Media professional Jessie Stephens (pictured) expressed the frustration of a generation and explained why rents are spiraling out of control

“I have friends who are having their first or second child and are in places where they don’t know the school’s catchment area,” she said.

“How are you going to figure out where to send them to school if you don’t know where you’re going to live?”

She said rents are rising much faster than wages, compounding the problem.

“These rent increases are just suffocating and they’re not indexed by how much more we earn,” she said.

“So there’s a lot of resentment, I think.”

Stephens said the federal government could make many more homes available for rent by taxing vacant properties.

“The thing that makes the most sense to me is reading something about vacancy taxes and… the fact that we potentially have a million homes vacant,” she said.

“And then we have a whole lot of people who can’t find housing, it seems that math is not math to me.”

Jordie van den Berg, lawyer and outspoken critic of how difficult it is for young people to get up the real estate ladder, has also criticized the alarming pace of rent increases.

Before introducing Mr. Van den Berg, ABC News Breakfast host Lisa Millar read out an email from a landlord named Andrew.

“My mortgage payments on my investment property have more than doubled, insurance is up 25 percent this year,” Andrew wrote.

“The current call for rent increases and freezes will only exacerbate the problem, with many landlords, myself included, saying they will then sell their properties.”

But Mr van den Berg had no pity for Andrew. “You made a speculative investment in something that is a human right, and you lost.

“No investment is without risk… you shouldn’t be able to invest in a human right. (But) our current system allows that. You lost your investment (so) you pay,” he said.

‘In what other world – if your company loses a risky investment – ​​can you pass it on to someone (other)?’

Jordie van den Berg (pictured right), lawyer and outspoken critic of how difficult it is for young people to get up the property ladder, has also criticized the alarming pace of rent increases.

It was revealed earlier this month that only one in 100 rental properties is affordable for essential workers.

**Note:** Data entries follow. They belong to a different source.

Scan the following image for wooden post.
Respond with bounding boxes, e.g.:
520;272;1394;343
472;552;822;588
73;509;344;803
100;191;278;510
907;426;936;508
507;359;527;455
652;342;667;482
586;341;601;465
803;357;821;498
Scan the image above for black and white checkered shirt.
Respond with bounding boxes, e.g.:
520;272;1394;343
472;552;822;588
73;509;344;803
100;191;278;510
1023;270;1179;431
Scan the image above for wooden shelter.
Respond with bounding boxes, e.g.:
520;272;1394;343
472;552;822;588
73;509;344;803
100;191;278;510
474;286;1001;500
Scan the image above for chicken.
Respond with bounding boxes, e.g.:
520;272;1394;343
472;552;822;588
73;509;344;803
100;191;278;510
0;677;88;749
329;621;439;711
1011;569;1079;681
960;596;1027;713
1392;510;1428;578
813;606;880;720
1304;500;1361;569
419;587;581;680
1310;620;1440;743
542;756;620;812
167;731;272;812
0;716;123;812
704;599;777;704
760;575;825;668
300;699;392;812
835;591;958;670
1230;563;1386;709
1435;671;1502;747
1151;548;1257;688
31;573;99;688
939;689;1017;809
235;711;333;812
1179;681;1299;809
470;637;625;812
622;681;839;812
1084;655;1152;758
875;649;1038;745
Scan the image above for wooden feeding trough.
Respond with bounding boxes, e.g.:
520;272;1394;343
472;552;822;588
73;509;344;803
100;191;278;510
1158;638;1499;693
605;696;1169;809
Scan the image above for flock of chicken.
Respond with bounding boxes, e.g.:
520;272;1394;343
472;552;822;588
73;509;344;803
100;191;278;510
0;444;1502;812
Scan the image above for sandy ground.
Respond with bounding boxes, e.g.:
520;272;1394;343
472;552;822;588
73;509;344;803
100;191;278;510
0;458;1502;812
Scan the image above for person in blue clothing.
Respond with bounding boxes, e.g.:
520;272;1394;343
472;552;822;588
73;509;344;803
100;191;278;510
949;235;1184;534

Kasy Chambers, executive director of Anglicare Australia who conducted the snapshot, says the numbers help explain why essential industries are experiencing labor shortages, as workers cannot afford to live in areas where the shortage is greatest.

“Virtually no part of Australia is affordable for aged care workers, early childhood educators, cleaners, nurses and many other essential workers we rely on,” she said.

“They can’t afford to live in their own community.”

The study, conducted March 17, looked at 45,895 rental properties across the country and calculated how many were available for less than 30 percent of the pay rate for 16 categories of essential workers.

It turned out that educators, catering workers and meat packers could afford just 0.9 per cent of the available advertising in Australia that weekend.

Elderly care workers could pay 1.1 percent of the rent, nurses 1.5 percent and ambulance drivers 2.4 percent.

Even in regional Australia, where prices have historically been lower than urban centres, houses were generally unaffordable unless they were so remote that jobs were not widely available there.

Treasurer Jim Chalmers acknowledged that Australia has a huge housing problem and people need to be able to live close to where they work.

But he said the main problem was supply, which could be solved with the $10 billion Housing Australia Future Fund.

The bill stalled in the Senate, but the Greens have pledged to help pass the legislation if the government offered money to states and territories to limit rents and give tenants more rights.

“The whole motivation of our broad and ambitious housing agenda is about building more affordable housing,” he told reporters in Brisbane.

“We’re rolling out billions of dollars to support building more social housing and more affordable homes at the same time as we take some of the competitive pricing away from the high rents we’re seeing in the rental market.”

Tenants have been struggling for years with very high rents and few available homes. There are people lining up to view a rental property

The treasurer also berated the Greens for not supporting the government’s housing proposal.

Ms Chambers said the private housing market has failed low-income earners, with rental vacancy rates at a record low of 0.8 per cent, despite a record number of homes being built in the last decade.

“The best way to make renting more affordable is to build social and affordable housing,” she said.

“And we need tax reforms to put people who need homes, not investors, at the center of our system.”